I am currently learning about differentiability of multi variable functions. In my textbook, they use the example of the function $f(x,y)=||x|-|y||-|x|-|y|$. The partial derivatives are demonstrated to be $f_x=0$ and $f_y=0$. The book continues on to use the equation of the tangent plane $z=f(a,b)+f_x(a,b)(x-a) + f_y(a,b)(y-b)$ to state that the tangent plane for this function must be $z=0$.
The book proves through one definition (checking of the tangent place is a 'good' approximation using limits) that the function is not differentiable at $(0,0)$ and this tangent plane is not valid which makes sense to me.
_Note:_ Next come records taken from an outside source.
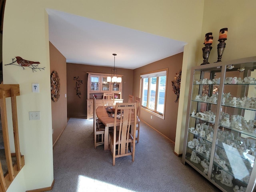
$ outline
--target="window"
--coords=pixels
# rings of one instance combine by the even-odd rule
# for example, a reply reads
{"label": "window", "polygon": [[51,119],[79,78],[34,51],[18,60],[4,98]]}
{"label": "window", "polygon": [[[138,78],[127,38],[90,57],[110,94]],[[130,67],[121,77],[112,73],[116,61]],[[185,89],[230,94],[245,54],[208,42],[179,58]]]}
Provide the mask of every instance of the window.
{"label": "window", "polygon": [[164,118],[168,69],[142,74],[141,78],[142,106]]}

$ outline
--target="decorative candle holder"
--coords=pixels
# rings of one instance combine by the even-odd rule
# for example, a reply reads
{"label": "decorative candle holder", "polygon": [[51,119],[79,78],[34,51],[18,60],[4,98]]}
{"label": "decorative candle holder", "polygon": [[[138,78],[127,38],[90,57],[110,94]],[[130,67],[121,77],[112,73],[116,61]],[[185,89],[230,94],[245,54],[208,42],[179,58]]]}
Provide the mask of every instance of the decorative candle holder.
{"label": "decorative candle holder", "polygon": [[208,62],[208,58],[210,55],[210,53],[211,50],[212,48],[212,47],[211,46],[211,43],[206,43],[204,44],[205,47],[203,47],[202,50],[203,51],[203,58],[204,58],[204,62],[201,64],[201,65],[205,65],[206,64],[209,64],[210,63]]}
{"label": "decorative candle holder", "polygon": [[222,56],[222,54],[223,54],[224,50],[226,47],[226,43],[225,42],[225,41],[227,39],[221,39],[218,40],[218,41],[220,42],[217,46],[217,50],[218,50],[218,60],[216,62],[221,62],[221,58]]}
{"label": "decorative candle holder", "polygon": [[223,28],[220,30],[220,35],[218,41],[220,42],[217,46],[218,50],[218,60],[216,62],[221,62],[223,52],[226,47],[225,41],[227,40],[228,28]]}

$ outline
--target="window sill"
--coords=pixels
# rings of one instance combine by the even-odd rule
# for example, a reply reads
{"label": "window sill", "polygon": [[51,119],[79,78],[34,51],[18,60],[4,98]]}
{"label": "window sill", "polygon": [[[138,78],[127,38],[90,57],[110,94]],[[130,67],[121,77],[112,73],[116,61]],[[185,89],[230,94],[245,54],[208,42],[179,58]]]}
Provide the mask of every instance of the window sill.
{"label": "window sill", "polygon": [[146,111],[147,112],[149,112],[149,113],[152,114],[154,115],[155,116],[156,116],[157,117],[158,117],[160,118],[161,118],[162,119],[164,119],[164,114],[163,114],[163,115],[160,115],[159,114],[158,114],[158,113],[156,113],[155,112],[154,112],[150,110],[149,110],[146,108],[144,108],[144,107],[141,107],[141,109],[142,109],[142,110],[144,110]]}

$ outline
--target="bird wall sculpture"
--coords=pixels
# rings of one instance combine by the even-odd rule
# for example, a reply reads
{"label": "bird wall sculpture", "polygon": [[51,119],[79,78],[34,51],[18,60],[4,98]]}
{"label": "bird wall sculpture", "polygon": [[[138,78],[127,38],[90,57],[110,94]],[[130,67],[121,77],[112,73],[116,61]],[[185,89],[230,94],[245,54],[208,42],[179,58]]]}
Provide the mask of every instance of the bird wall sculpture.
{"label": "bird wall sculpture", "polygon": [[[14,58],[12,59],[12,62],[4,65],[14,65],[17,66],[20,66],[23,68],[23,70],[25,69],[24,67],[28,67],[31,69],[33,72],[34,71],[36,72],[37,70],[40,71],[41,70],[44,70],[44,68],[45,68],[45,67],[44,67],[43,68],[38,67],[38,64],[40,64],[40,62],[38,61],[35,62],[29,61],[28,60],[24,59],[21,57],[18,56],[15,57],[15,58],[16,58],[16,60],[14,60],[15,59],[15,58]],[[15,62],[17,62],[18,64],[15,64],[14,63]]]}

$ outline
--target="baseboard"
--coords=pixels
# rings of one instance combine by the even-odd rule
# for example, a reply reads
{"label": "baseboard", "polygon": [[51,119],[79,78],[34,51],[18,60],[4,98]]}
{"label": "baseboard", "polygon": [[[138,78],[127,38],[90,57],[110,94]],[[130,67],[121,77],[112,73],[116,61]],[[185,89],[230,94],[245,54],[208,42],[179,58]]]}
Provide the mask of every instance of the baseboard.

However, where I get stumped is the next definition of differentiability the book provides.
It provides a theorem which states: "Suppose $X$ is open in $R^2$. If $f:X→R$ has continuous partial derivatives in a neighborhood of $(a,b)$ in $X$, then $f$ is differentiable at $(a,b)$."
By this definition should this function not be differentiable?
- Its domain is open in $R^2$
- Its partial derivatives $f_x,f_y=0$ are continuous everywhere including $(0,0)$
But it was already shown that the function is actually not differentiable at $(0, 0)$. What am I missing? I feel like something simple has slipped by me.
Why do you say that $f_x=f_y=0$? This is true at $(0,0)$, indeed, but not everywhere.
For instance, near $(2,1)$, we have$$f(x,y)=\bigl||x|-|y|\bigr|-|x|-|y|=x-y-x-y=-2y.$$Therefore, $f_y(2,1)=-2$.